According to the transcript of the Fed’s October monetary policy huddle, majority of the committee members agree that the U.S. economy can be able to check off the items on its pre-liftoff to-do list. “Most participants anticipated that, based on their assessment of the current economic situation and their outlook for economic activity, the labor market, and inflation, these conditions could well be met by the time of the next meeting,” the minutes indicated.
In fact, the report also revealed that some officials already thought that an interest rate hike was warranted right there and then, but some also argued that the economy wasn’t ready yet. After all, data from the U.S. economy has been mixed lately, with jobs growth making a strong comeback from its earlier slump, consumer spending and business activity looking feeble, and inflation figures simply coming in line with expectations.
Even so, policymakers judged that external threats have subsided, as U.S. financial markets emerged unscathed from the global stock market rout a few months back. “Most participants saw the downside risks arising from economic and financial developments abroad as having diminished and judged the risks to the outlook for domestic economic activity and the labor market to be nearly balanced,” the minutes showed.

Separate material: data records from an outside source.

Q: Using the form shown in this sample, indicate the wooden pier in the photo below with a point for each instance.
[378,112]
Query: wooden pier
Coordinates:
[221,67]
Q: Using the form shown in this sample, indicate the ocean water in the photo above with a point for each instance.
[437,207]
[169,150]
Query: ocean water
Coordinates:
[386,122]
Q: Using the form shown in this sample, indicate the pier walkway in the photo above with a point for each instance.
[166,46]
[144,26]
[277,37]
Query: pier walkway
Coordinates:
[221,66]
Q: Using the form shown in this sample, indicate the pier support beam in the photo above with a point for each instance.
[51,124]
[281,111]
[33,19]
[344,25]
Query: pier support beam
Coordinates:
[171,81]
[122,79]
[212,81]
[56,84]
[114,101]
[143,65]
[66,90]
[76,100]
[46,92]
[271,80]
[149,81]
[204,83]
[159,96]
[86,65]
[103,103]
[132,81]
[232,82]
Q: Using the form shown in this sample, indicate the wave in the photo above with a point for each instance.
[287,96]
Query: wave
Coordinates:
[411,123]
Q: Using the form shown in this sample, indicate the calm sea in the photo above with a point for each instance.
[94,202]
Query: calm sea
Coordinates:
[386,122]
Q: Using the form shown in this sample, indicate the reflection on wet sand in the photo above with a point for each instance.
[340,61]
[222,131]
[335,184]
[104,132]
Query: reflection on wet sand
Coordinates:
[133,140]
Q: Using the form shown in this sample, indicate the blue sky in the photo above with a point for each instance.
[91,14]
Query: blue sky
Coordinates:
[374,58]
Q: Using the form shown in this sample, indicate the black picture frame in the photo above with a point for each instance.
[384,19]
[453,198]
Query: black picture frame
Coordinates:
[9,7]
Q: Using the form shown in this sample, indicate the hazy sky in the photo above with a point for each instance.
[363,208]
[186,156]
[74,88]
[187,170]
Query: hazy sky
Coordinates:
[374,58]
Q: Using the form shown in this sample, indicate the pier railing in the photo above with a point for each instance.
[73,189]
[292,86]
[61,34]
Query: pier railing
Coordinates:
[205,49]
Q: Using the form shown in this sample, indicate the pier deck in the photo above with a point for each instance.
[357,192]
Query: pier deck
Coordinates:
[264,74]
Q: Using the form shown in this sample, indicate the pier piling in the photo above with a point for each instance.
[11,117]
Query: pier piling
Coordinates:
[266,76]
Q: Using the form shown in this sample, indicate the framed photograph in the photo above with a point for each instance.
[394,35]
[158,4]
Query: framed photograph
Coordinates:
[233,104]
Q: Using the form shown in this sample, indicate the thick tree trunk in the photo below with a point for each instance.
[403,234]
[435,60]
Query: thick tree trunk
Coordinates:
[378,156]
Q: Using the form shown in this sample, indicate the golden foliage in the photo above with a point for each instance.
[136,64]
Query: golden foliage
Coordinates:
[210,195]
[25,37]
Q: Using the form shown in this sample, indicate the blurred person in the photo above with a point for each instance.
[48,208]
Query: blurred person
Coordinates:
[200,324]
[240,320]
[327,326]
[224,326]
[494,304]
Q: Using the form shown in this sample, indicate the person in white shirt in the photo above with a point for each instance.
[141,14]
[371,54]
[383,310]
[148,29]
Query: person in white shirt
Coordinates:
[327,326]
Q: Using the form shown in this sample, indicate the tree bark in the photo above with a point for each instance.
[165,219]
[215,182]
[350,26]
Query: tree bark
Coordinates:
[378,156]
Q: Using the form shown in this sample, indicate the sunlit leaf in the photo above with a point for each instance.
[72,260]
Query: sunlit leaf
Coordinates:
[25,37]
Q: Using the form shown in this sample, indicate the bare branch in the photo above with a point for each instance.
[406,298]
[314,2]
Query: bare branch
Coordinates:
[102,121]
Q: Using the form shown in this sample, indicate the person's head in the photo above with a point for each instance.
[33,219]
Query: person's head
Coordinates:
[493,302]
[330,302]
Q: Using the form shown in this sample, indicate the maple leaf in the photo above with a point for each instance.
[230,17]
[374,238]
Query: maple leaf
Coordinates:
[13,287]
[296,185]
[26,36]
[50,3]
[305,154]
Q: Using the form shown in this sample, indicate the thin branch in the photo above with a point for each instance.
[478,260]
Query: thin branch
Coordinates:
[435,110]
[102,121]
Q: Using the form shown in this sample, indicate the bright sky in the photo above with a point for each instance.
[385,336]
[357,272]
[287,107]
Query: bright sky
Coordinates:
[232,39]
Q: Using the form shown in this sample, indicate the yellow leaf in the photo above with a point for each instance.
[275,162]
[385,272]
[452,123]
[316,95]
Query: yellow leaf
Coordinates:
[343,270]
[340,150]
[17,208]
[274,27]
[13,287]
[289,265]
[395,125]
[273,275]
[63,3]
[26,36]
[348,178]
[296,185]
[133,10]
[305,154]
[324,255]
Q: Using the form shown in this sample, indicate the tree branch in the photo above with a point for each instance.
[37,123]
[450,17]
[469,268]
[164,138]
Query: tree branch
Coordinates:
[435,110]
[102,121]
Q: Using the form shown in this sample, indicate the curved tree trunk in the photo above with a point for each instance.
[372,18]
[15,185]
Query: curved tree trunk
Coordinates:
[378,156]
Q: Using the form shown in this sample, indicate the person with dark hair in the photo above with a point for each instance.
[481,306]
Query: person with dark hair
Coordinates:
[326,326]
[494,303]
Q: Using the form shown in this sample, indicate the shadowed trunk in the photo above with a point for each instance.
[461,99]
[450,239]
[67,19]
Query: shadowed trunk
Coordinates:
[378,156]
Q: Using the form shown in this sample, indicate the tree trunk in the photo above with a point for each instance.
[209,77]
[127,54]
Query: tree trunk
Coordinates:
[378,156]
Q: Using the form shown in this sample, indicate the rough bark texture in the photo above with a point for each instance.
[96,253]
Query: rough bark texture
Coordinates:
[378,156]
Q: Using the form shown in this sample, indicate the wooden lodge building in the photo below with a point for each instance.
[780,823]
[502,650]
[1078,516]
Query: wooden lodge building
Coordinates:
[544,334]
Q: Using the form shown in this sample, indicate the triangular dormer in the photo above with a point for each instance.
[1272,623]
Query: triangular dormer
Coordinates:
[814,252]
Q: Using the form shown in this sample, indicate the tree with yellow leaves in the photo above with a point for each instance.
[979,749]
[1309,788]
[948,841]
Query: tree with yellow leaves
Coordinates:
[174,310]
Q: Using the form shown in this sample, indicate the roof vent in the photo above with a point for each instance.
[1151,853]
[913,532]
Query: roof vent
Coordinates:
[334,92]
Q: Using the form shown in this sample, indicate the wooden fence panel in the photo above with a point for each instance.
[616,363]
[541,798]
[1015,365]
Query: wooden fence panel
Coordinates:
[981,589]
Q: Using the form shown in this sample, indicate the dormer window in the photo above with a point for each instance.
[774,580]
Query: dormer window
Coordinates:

Much of the discussions focused on what might be in store for the U.S. economy and Fed policy after the liftoff. As always, policymakers emphasized that the next potential tightening moves would be slow and gradual, taking upcoming data into consideration and proceeding on a meeting-by-meeting basis.
Fed officials also zoomed in on the real interest rate, which is a fancy term for interest rates adjusted for inflation and consistent with full employment. Calculations and projections presented by the staff supported the idea that the equilibrium or ideal level of real interest rates would stay low for quite some time, underscoring Fed head Yellen’s usual remarks on the shallow trajectory of rate changes.
For some forex market watchers, all that talk about the long-term path of interest rates was just the Fed’s way of keeping market expectations in check and preventing hardcore dollar bulls from partying too much. Come to think of it, additional rallies for the U.S. dollar could put downside pressure on price levels, making it more difficult for the economy to reach its 2% inflation goal later on.
At the end of the day, the latest FOMC meeting minutes left very little room for doubt that the Fed can be able to announce an interest rate hike before the end of the year. These expectations have been priced in for quite some time already, though, which was probably why the Greenback hesitated to stage a strong forex rally right after the report was printed. Still, the U.S. central bank is the only hawkish one around, which suggests that the U.S. dollar could end 2015 on a very strong note, even with a slow tightening cycle down the line.